Frommi / miniz_oxide

Rust replacement for miniz
MIT License
168 stars 48 forks source link

Improve block type selection algorithm #100

Open claudiosdc opened 3 years ago

claudiosdc commented 3 years ago

I am currently developing a library that uses data compression, and to handle that task I have chosen to use the flate2 crate with its default compression backend, miniz_oxide.

While in the process of writing unit tests for my library, I noticed that a particular piece of data was not generating the expected compression result. After further investigation, I realized that the data produced from the compression was made of a single non-compressed data block. That same data, however, when compressed using zlib, produces a different result, which is comprised of one compressed data block.

This can be verified using the code snippet below.

    #[test]
    fn it_compress_issue() {
        let data = r#"{"status":"success","data":{"messageId":"mg9x9vCqYMg9YtKdDwQx"}}"#.as_bytes();

        // Compression using 'miniz_oxide' crate directly
        let compressed_data = miniz_oxide::deflate::compress_to_vec(data, 9);

        assert!(compressed_data.len() > data.len());
        assert_eq!(&compressed_data.as_slice()[5..], data);

        // Compression using 'flate2' crate with 'zlib' feature enabled
        let mut enc = flate2::read::DeflateEncoder::new(data, Compression::default());
        let mut compressed_data_2 = Vec::new();

        enc.read_to_end(&mut compressed_data_2).unwrap();

        assert!(compressed_data_2.len() < data.len());
    }

This might be related to issue #77, I guess.
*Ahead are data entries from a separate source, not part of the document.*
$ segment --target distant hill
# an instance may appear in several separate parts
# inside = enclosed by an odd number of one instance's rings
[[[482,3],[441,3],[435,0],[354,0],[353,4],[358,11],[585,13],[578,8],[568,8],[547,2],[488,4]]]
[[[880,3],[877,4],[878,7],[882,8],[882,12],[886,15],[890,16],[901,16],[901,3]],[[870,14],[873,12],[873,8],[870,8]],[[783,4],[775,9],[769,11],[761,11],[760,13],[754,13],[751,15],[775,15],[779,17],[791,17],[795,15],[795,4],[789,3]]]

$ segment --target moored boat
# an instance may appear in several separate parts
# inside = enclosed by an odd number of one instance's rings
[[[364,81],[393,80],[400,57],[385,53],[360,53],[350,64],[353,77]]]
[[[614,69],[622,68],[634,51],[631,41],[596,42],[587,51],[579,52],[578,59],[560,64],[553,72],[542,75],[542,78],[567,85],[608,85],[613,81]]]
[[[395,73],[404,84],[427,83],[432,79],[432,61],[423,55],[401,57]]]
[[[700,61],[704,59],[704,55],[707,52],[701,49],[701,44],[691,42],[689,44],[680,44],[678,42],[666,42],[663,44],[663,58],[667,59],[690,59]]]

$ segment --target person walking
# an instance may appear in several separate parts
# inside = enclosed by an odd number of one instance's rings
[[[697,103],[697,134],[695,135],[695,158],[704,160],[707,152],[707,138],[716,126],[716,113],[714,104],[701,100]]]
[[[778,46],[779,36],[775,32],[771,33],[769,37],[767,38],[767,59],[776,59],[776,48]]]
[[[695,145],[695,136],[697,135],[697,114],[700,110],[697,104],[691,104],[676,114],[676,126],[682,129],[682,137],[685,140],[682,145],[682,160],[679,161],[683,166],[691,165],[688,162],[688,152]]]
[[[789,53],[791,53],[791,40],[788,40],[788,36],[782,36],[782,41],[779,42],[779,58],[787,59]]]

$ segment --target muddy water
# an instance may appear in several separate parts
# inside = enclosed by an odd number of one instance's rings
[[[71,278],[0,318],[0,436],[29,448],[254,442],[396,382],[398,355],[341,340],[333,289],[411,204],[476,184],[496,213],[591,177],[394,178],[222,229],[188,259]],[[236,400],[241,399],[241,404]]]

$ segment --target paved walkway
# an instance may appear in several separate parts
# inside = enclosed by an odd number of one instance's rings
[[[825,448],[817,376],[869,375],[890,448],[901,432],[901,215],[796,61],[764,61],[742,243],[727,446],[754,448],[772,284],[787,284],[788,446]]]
oyvindln commented 3 years ago

Yeah it might similar to what causes differences in #77, the block selection algorithm being a bit too dumb. You could check by seeing if you get the same result with the C miniz backend (or C miniz with same settings).

oyvindln commented 3 years ago

Yeah, looked at it a bit, it's due to the simpler block selection algorithm in miniz_oxide (and C miniz). May change it to do a more thorough check like zlib, though it requires a little restructuring.